Farewell to a hero

As if 2020 wasn’t challenging enough. At the end of August, Chadwick Boseman passed after privately battling colon cancer for four years. Boseman was an actor, producer and writer who starred in several films highlighting the careers of prominent African-American men. He portrayed Jackie Robinson in the film 42 (2013), James Brown in the film Get on Up (2014) and Thurgood Marshall in Marshall (2017). Many people will remember him most in the starring role of Black Panther (2018).

Despite a pandemic and a seemingly endless deluge of racist police oppression, 2020 witnessed a massive rise in anti-oppression activism. Things once dismissed as “too radical,” like defunding or even abolishing the police, are now gaining broad acceptance. Boseman’s death occurred at a critical point in time; let’s look at the movie that embodies how most people will remember him.

Black Panther was groundbreaking for many reasons. It is still noteworthy to have a predominantly black cast in a major motion picture, and this film means that young black children around the world are able to see a superhero that looks like them. Black Panther is set in the fictional African nation of Wakanda which, to outside observers, appears like other “developing” African nations. In reality, the nation features ultra-modern technology but has chosen to shield its advanced status from the eyes of the world. Boseman is cast in the lead role of Wakanda leader T’Challa. As such, he embodies resilience, leadership and strength, and he inspires his people toward greatness and pride.

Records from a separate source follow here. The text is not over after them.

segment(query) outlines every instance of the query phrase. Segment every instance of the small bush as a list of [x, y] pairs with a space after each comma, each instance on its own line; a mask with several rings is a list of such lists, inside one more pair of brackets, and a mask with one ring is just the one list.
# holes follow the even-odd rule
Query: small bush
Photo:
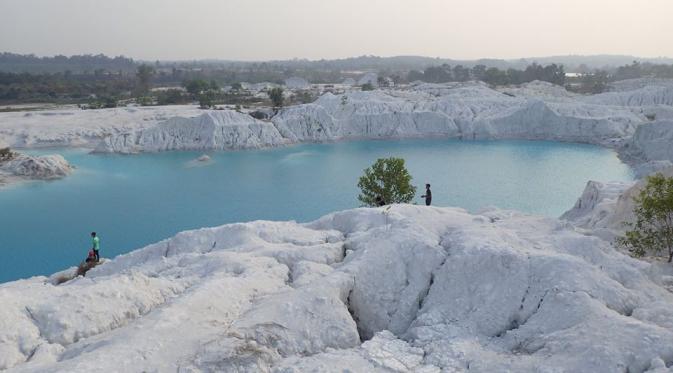
[[365, 83], [362, 85], [362, 87], [360, 87], [360, 89], [363, 91], [373, 91], [374, 86], [371, 83]]
[[665, 254], [673, 261], [673, 177], [656, 174], [647, 178], [647, 184], [633, 201], [635, 223], [627, 223], [632, 230], [617, 239], [617, 243], [641, 257], [648, 253]]
[[16, 156], [16, 153], [9, 147], [0, 148], [0, 162], [10, 161]]
[[416, 195], [416, 187], [411, 185], [411, 175], [402, 158], [380, 158], [364, 170], [358, 187], [358, 200], [365, 206], [409, 203]]

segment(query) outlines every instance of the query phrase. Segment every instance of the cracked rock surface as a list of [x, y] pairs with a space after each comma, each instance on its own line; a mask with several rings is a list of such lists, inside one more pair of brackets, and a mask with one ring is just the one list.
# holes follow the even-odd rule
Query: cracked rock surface
[[0, 285], [0, 369], [664, 372], [667, 275], [510, 211], [230, 224]]

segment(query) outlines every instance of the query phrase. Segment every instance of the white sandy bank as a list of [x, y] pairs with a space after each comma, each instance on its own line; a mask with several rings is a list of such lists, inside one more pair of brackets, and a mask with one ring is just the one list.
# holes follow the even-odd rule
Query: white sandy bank
[[661, 268], [567, 223], [395, 205], [188, 231], [0, 285], [15, 371], [661, 372]]

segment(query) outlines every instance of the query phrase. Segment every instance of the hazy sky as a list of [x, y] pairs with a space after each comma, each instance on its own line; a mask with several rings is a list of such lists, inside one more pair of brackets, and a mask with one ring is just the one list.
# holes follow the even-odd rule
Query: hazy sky
[[673, 0], [0, 0], [0, 51], [139, 59], [673, 56]]

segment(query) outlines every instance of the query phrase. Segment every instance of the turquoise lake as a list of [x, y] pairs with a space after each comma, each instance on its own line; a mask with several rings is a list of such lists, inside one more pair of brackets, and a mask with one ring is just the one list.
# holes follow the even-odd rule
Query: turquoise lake
[[[310, 144], [264, 151], [91, 155], [57, 149], [77, 167], [63, 180], [0, 190], [0, 282], [77, 265], [101, 238], [101, 256], [205, 226], [257, 219], [310, 221], [358, 207], [362, 170], [396, 156], [433, 205], [497, 206], [559, 216], [588, 180], [623, 181], [614, 151], [556, 142], [405, 140]], [[37, 152], [32, 152], [37, 153]], [[48, 151], [40, 151], [50, 153]]]

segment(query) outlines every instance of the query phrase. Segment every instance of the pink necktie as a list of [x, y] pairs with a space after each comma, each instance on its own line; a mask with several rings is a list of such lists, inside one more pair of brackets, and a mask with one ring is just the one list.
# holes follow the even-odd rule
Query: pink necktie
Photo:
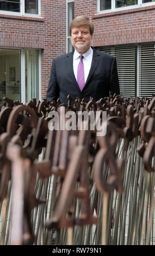
[[77, 69], [77, 83], [79, 85], [80, 90], [82, 91], [83, 87], [84, 87], [84, 67], [82, 61], [83, 56], [80, 55], [79, 57], [80, 62], [79, 63]]

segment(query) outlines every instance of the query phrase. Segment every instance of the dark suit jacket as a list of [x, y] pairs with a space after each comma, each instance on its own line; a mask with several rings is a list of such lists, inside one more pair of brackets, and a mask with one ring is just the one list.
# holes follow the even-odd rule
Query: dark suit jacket
[[114, 56], [93, 48], [91, 68], [81, 92], [73, 72], [73, 51], [53, 60], [47, 91], [48, 101], [60, 99], [61, 103], [67, 103], [69, 94], [74, 100], [79, 96], [88, 102], [90, 96], [96, 100], [108, 96], [109, 91], [120, 94], [116, 62]]

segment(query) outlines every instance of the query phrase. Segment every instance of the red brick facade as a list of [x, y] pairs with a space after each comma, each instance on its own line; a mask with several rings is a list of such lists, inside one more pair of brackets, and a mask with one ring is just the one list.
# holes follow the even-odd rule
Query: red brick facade
[[155, 40], [155, 5], [97, 14], [97, 3], [75, 0], [75, 16], [88, 15], [94, 23], [94, 46]]
[[[97, 0], [75, 0], [75, 17], [90, 16], [94, 46], [155, 40], [155, 5], [97, 14]], [[52, 59], [66, 52], [66, 0], [42, 0], [41, 17], [0, 15], [0, 47], [42, 49], [41, 92], [46, 96]]]
[[41, 0], [41, 18], [0, 15], [1, 46], [42, 49], [41, 94], [46, 96], [52, 59], [66, 52], [66, 1]]

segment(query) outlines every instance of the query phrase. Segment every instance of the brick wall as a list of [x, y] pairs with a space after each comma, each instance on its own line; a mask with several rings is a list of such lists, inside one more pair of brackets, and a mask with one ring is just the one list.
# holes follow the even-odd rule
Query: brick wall
[[41, 17], [0, 15], [0, 47], [42, 49], [41, 92], [45, 97], [52, 59], [66, 52], [66, 1], [41, 0]]
[[[97, 14], [97, 0], [75, 0], [75, 16], [95, 25], [92, 45], [155, 40], [155, 6]], [[41, 92], [46, 96], [52, 60], [66, 52], [66, 0], [41, 0], [41, 17], [0, 14], [0, 46], [42, 49]]]
[[75, 0], [75, 16], [88, 15], [95, 25], [92, 45], [155, 40], [155, 5], [97, 14], [97, 0]]

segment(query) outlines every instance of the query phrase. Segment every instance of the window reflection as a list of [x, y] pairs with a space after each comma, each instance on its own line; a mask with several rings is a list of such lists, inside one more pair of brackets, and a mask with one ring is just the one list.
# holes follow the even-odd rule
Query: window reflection
[[38, 2], [37, 0], [25, 0], [25, 13], [38, 14]]
[[111, 0], [100, 0], [100, 9], [108, 10], [111, 9]]
[[116, 8], [138, 4], [138, 0], [116, 0]]
[[0, 49], [0, 98], [21, 100], [20, 50]]
[[20, 0], [0, 0], [0, 10], [20, 12]]

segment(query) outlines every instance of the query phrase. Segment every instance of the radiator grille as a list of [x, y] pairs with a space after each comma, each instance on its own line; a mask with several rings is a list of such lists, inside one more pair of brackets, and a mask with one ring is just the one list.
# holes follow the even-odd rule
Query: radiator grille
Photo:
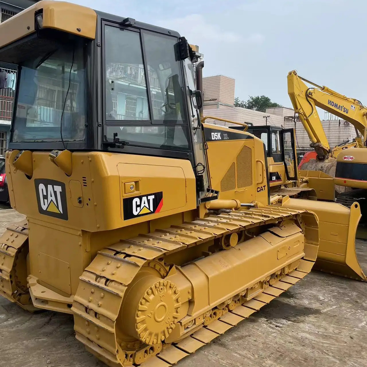
[[242, 148], [237, 156], [237, 187], [247, 187], [252, 185], [252, 160], [251, 148]]
[[236, 188], [236, 168], [235, 162], [231, 165], [221, 181], [221, 191], [228, 191]]

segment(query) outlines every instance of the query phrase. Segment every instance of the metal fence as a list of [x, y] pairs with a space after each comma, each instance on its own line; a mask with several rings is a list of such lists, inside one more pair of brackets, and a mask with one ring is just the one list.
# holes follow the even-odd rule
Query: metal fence
[[[4, 71], [8, 74], [12, 73], [16, 79], [16, 70], [1, 68], [0, 71]], [[0, 89], [0, 120], [11, 121], [15, 94], [15, 91], [11, 87]]]
[[17, 14], [15, 11], [8, 10], [7, 9], [1, 8], [0, 10], [0, 23], [5, 22], [7, 19], [11, 18]]

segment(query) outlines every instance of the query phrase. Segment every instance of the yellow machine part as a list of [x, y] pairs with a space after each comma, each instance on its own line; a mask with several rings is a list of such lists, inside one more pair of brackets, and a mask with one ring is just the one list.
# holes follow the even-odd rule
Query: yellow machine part
[[356, 252], [357, 228], [361, 217], [359, 205], [350, 210], [336, 203], [290, 199], [283, 206], [302, 208], [319, 218], [320, 245], [315, 269], [359, 280], [367, 280]]
[[168, 367], [302, 278], [318, 242], [314, 215], [271, 206], [122, 240], [80, 277], [76, 337], [111, 367]]
[[[244, 141], [230, 158], [236, 164], [259, 142]], [[208, 144], [211, 154], [222, 143]], [[46, 152], [26, 153], [17, 163], [19, 153], [8, 153], [7, 172], [12, 204], [28, 214], [28, 225], [0, 237], [1, 294], [26, 309], [73, 315], [77, 338], [110, 366], [176, 363], [303, 278], [316, 259], [317, 218], [303, 209], [198, 215], [207, 206], [196, 207], [188, 161], [75, 152], [68, 177], [67, 156], [57, 162], [61, 169]], [[255, 156], [249, 156], [254, 165]], [[254, 187], [264, 173], [254, 176]], [[219, 171], [212, 174], [221, 181]], [[62, 184], [65, 201], [57, 195]], [[142, 200], [141, 212], [126, 219], [124, 200], [160, 188], [160, 211], [141, 211]], [[239, 191], [231, 196], [246, 193]], [[267, 199], [266, 190], [258, 197], [264, 193]], [[213, 208], [238, 205], [225, 198], [208, 202]], [[14, 275], [21, 279], [14, 283]]]

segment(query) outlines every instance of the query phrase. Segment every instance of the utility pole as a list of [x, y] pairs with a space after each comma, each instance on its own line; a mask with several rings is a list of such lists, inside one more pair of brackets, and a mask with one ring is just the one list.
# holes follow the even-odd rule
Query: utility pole
[[268, 126], [268, 119], [269, 117], [270, 117], [270, 116], [262, 116], [263, 118], [265, 119], [265, 124], [267, 126]]

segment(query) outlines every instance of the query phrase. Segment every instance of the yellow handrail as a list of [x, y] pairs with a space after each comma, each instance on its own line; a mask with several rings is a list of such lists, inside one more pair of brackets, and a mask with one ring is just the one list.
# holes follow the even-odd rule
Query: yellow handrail
[[241, 126], [245, 127], [245, 128], [243, 130], [244, 131], [247, 131], [248, 128], [248, 125], [244, 122], [237, 122], [237, 121], [232, 121], [230, 120], [227, 120], [226, 119], [221, 119], [219, 117], [214, 117], [214, 116], [206, 116], [205, 117], [201, 119], [201, 122], [203, 123], [207, 119], [211, 119], [212, 120], [217, 120], [219, 121], [224, 121], [224, 122], [229, 122], [231, 124], [235, 124], [236, 125], [240, 125]]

The main criticism that has been levelled at the film centres around the anti-hero, Erik Killmonger. On a visit to a Western museum, Killmonger sees African cultural items on display; he demands to know how they came to be in the museum and insists they be returned to their rightful owners. He expresses the desire to assist other African peoples in overthrowing their governments. But as the film progresses, T’Challa rejects Killmonger’s approach and even provides protection to a white CIA agent.

While celebrating the groundbreaking aspects of Black Panther, we can understand its limitations as making a critical point about popular culture. Funded by mainstream studios, resistance can be expressed – but only to a certain point. The notion of a Wakanda expressing revolutionary solidarity to oppressed nations would be too radical to be produced in any American film corporation. Yet, the film coincides with a real sea change going on right in the belly of the beast, with many people looking to the founders of the original Black Panther Party for inspiration as they resist and fight racism and other forms of oppression.

The slogan “Wakanda Forever!” is trending for good reason.